While the two are out bickering on their route, a series of mishaps has caused a train elsewhere in Pennsylvania to start barreling down the tracks without a conductor. This train, the size of the Chrysler Building, is carrying eight cars' worth of toxic, highly combustible chemicals. And, of yeah, if it hits the bridge in the town where Pine lives, it's likely to fly off the rails and eradicate everyone there.

When I first saw the previews, I assumed it had to be a parody. After all, how much can you do with a train? It goes one direction. I actually thought this would be a "Speed 2" descent into self-parody, with ominous shots of the train heading closer and closer to town as people fumbled about what to do.

The final product, though, is actually fairly plausible (although I question of much of this is actually inspired by a true story). Scott fumbles a bit when showing how a lazy conductor loses control of the train, but he gets a great deal of suspense from shots of the train narrowly missing another train full of children or of employees speeding up alongside the locomotive trying to climb aboard. There's a pretty nifty sequence where one worker tries to be helicoptered onto the moving train which, of course, ends in disaster. After all, the train is "Unstoppable."

When he ascertains that the railroad commission intends to derail the train, Washington knows that it won't work. So he decides to catch his locomotive up to the runaway car, hitch onto it and bring it to a stop.
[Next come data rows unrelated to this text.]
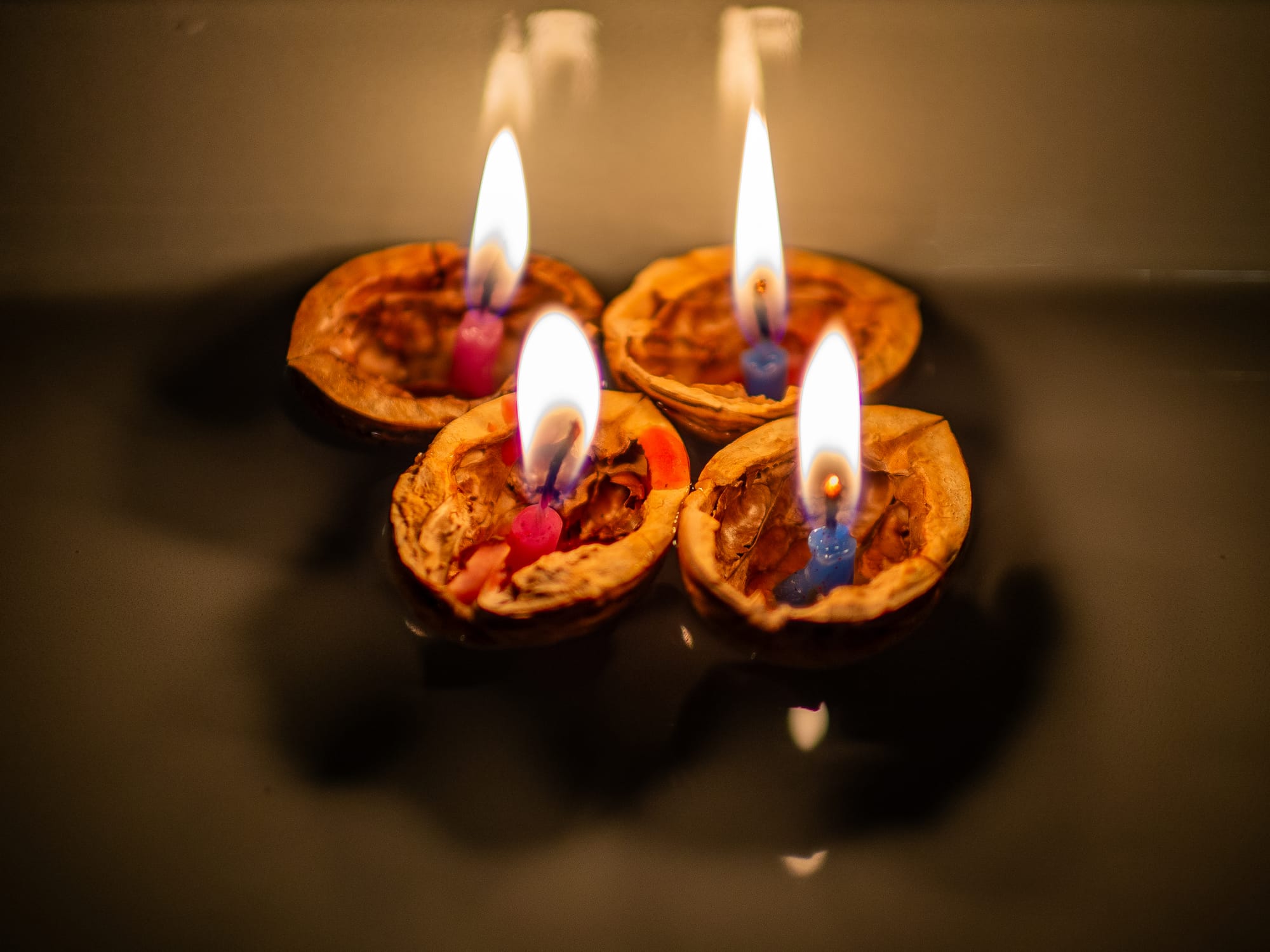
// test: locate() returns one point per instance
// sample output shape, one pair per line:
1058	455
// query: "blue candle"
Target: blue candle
832	564
768	369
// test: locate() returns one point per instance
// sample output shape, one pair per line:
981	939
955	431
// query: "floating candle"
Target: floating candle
496	261
829	442
759	268
557	409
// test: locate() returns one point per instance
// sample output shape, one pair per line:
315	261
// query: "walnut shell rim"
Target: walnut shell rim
900	442
565	595
719	418
365	402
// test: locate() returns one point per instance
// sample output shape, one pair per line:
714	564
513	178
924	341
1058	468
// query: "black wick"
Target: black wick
562	451
487	291
761	315
831	513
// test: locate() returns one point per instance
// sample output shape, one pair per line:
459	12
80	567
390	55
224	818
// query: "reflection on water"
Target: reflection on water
554	50
803	866
808	727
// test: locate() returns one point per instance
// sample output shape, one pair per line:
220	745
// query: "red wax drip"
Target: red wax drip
535	532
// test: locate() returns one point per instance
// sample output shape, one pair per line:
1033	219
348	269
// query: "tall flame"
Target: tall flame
759	256
501	230
557	402
829	431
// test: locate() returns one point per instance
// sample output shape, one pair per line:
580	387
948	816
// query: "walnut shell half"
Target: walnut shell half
465	491
742	532
674	337
375	336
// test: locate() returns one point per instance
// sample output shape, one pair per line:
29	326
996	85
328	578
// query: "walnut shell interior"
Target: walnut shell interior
742	532
674	337
375	337
465	491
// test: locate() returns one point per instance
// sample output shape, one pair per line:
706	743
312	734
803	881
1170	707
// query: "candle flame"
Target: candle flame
557	403
829	431
759	256
501	229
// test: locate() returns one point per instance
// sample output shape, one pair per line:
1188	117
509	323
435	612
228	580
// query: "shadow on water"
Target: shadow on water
652	722
655	720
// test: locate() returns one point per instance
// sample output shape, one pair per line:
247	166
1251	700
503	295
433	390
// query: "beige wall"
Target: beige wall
167	145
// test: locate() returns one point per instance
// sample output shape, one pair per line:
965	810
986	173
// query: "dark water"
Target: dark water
222	731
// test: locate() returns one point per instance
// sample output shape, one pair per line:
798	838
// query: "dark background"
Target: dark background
219	731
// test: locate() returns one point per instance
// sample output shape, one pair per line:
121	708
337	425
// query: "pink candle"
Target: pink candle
535	532
472	370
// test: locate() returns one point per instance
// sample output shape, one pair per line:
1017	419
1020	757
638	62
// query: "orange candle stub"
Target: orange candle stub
667	459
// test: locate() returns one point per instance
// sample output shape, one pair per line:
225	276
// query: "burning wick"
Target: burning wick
834	555
834	550
537	529
759	270
501	238
556	352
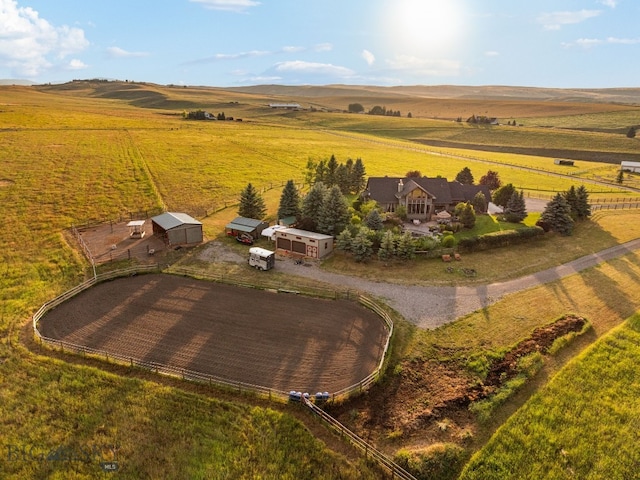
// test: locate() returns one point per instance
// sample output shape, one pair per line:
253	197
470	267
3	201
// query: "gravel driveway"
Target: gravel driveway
429	307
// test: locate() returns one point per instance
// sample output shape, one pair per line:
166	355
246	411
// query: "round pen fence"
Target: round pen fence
192	375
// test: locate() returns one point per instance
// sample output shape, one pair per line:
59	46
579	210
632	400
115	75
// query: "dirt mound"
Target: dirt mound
430	398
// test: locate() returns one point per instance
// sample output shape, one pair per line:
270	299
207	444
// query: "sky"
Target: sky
227	43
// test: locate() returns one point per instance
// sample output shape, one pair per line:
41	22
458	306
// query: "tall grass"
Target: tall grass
583	424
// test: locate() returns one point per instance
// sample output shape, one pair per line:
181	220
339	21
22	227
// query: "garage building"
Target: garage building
302	242
177	229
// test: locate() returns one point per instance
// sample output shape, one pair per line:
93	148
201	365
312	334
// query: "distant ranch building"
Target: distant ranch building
177	229
633	167
302	242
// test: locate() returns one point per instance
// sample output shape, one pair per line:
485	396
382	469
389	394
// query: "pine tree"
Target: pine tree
583	207
387	247
572	199
374	220
465	176
358	174
289	201
312	206
557	215
334	215
516	209
361	246
251	204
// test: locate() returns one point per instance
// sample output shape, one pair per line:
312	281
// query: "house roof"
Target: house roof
303	233
244	224
386	190
169	220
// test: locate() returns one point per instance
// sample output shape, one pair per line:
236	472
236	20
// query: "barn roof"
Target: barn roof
171	220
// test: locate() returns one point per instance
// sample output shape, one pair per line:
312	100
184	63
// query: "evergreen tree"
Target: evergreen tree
312	206
361	246
251	204
516	209
406	247
503	194
583	207
557	216
465	176
344	240
358	177
334	215
374	220
479	203
330	178
388	246
491	180
572	199
289	201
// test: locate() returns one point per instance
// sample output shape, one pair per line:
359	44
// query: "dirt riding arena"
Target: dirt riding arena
281	341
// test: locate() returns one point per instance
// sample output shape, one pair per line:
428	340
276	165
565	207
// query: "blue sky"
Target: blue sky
543	43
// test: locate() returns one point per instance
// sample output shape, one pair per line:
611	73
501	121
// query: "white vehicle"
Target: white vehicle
261	258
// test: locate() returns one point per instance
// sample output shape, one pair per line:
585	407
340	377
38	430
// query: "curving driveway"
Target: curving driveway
430	307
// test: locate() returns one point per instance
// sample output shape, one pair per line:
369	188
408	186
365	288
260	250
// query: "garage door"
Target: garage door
284	243
299	247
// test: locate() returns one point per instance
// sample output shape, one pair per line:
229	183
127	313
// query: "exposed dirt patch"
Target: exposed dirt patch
427	400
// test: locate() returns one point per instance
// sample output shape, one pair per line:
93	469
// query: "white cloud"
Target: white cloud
299	66
117	52
425	67
594	42
368	57
556	20
323	47
29	45
238	6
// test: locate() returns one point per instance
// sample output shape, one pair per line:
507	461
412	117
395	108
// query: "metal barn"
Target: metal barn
302	242
177	229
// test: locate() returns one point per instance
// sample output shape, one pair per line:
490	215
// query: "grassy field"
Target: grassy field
81	153
597	393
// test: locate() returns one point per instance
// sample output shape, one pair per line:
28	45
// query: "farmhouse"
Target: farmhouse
309	244
177	228
633	167
423	197
241	225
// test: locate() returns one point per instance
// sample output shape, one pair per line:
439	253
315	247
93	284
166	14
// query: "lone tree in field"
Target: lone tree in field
289	201
516	209
251	204
557	216
334	215
491	180
465	176
503	194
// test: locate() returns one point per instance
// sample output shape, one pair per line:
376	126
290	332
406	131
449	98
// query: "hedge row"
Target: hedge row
499	239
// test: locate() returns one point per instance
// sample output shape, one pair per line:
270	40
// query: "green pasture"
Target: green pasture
583	424
81	155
It's crazy and dangerous, of course, but this is a Tony Scott movie, so of course it has a good shot at working.

The story moves just fast enough for us to keep from questioning much of it. It's fun, loud and flashy, but Washington and Pine are both likable enough in their roles to keep us invested. Likewise, Rosario Dawson, as a control room manager, keeps things grounded enough for us to maintain our suspension of disbelief. Scott eases up on his editing here and actually delivers some coherent action sequences.

The film relies a bit too much on the perspective of the media covering the train chase; in the film's final hour, I'd say a good 45% of the scenes are shown from the perspective of news cameras. And while I don't disagree that the media would be all over a disaster like this, the omnipresence of news choppers is a bit distracting in many of the action sequences. A romantic subplot between the Pine character and his wife is also a bit cliche.

Still, the people who see this film want to simply see Denzel stop a fast train. They won't be disappointed. "Unstoppable" ain't art, but it does give the people what they want.

Saturday, February 19, 2011

Movie Review: "Cedar Rapids"


Original review published at the Advisor and Source.

"Cedar Rapids" may be the first coming-of-age movie about a 30-year-old man.

Played by Ed Helms with the same joyful naivety that he brought to the "The Hangover" and "The Office," Tim Lippe is a successful insurance agent who's never left the small town he grew up in. He believes in the old-fashioned values his firm touts and thinks his dalliances with his elementary schoolteacher (Sigourney Weaver) are "super awesome."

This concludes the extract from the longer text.